Die Forschenden untersuchten, ob es Zeichen einer Anpassung zwischen Tuberkuloseerregern und menschlichen Wirten gibt, und ob sich diese Anpassung in den Übertragungsraten messen lässt. Sie betrachteten dabei, warum bestimmte Tuberkuloselinien („Spezialisten“) nur in bestimmten Regionen vorkommen, während andere („Generalisten“) weltweit verbreitet sind.
Methodik
In Zusammenarbeit mit Gesundheitsämtern in New York, Amsterdam und Hamburg wurden über 5.000 Menschen untersucht, die mit unterschiedlichen Tuberkuloseerregern infiziert waren. Die Studie berücksichtigte klinische Charakteristika, soziale Netzwerke und genetische Informationen der Erreger. Die Übertragungsraten wurden statistisch modelliert.

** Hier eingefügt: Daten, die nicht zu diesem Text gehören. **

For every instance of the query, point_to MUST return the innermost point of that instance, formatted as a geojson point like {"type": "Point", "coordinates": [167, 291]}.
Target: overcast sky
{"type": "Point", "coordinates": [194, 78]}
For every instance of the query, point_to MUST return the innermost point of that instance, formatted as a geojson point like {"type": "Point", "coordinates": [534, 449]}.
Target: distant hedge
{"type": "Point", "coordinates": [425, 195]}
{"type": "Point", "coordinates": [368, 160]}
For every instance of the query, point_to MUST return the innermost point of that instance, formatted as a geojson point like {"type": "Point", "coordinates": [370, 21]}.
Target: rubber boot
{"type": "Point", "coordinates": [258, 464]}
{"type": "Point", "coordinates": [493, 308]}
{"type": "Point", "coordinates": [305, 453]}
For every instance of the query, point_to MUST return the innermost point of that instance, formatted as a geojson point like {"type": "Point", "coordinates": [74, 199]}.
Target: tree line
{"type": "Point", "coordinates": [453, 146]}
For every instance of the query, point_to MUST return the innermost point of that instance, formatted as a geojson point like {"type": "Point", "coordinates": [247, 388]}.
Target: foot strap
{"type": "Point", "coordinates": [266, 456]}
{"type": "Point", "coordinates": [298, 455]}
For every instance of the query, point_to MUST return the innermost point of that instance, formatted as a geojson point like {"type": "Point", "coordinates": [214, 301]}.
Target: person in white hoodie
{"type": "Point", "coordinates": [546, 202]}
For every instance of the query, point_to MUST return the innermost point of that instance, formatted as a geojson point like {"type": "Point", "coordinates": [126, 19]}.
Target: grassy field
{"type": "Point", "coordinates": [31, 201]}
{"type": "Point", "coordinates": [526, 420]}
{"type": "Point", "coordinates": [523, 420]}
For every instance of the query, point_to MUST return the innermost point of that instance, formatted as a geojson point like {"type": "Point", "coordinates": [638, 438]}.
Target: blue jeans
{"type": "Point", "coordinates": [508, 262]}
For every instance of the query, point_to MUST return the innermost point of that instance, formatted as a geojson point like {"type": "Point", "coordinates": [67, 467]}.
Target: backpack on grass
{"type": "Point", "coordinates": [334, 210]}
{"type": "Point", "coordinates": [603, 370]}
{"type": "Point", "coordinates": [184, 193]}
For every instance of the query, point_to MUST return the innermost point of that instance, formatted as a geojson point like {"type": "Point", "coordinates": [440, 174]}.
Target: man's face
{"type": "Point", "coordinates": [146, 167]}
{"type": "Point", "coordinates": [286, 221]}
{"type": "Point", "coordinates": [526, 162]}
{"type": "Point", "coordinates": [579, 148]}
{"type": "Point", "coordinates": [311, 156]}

Im Labor wurden Immunzellen von Spendern verschiedener Herkunft auf ihre Anfälligkeit gegenüber zwei verschiedenen Tuberkuloseerregern getestet.
Ergebnisse
Die Studie ergab, dass „Spezialisten“-Tuberkuloselinien, die auf bestimmte Regionen beschränkt sind, an internationalen Orten weniger gut übertragbar sind. Zudem sind Tuberkulosestämme aus einer bestimmten Region besser auf Menschen übertragbar, die aus derselben Region stammen, was auf eine lange Koexistenz und Anpassung zwischen den Bakterien und menschlichen Wirten hinweist. Dieser Effekt wurde auch im Labor beobachtet, wobei weitere Experimente nötig sind, um den Mechanismus zu verstehen.
Überraschungen
Es war lange vermutet worden, dass sich Tuberkuloseerreger an den Menschen angepasst haben. Die Studie liefert erstmals in einer großen epidemiologischen Fall-Kontroll-Studie den Beweis für einen Effekt dieser Koexistenz auf die Übertragungsrate.
Fazit
Die Studie zeigt, warum verschiedene Tuberkuloseerreger weltweit unterschiedlich verteilt sind. Die unterschiedliche Verbreitung der „Spezialisten“- und „Generalisten“-Linien deutet darauf hin, dass „Generalisten“ aufgrund ihrer besseren Übertragbarkeit auf verschiedene Wirtspopulationen weltweit häufiger vorkommen. Der genaue Mechanismus dieser Anpassung ist komplex und erfordert weitere Experimente. Gesundheitsämter können jedoch bereits jetzt genauer einschätzen, welche Personen nach einem Tuberkulose-Kontakt ein höheres oder niedrigeres Infektionsrisiko haben.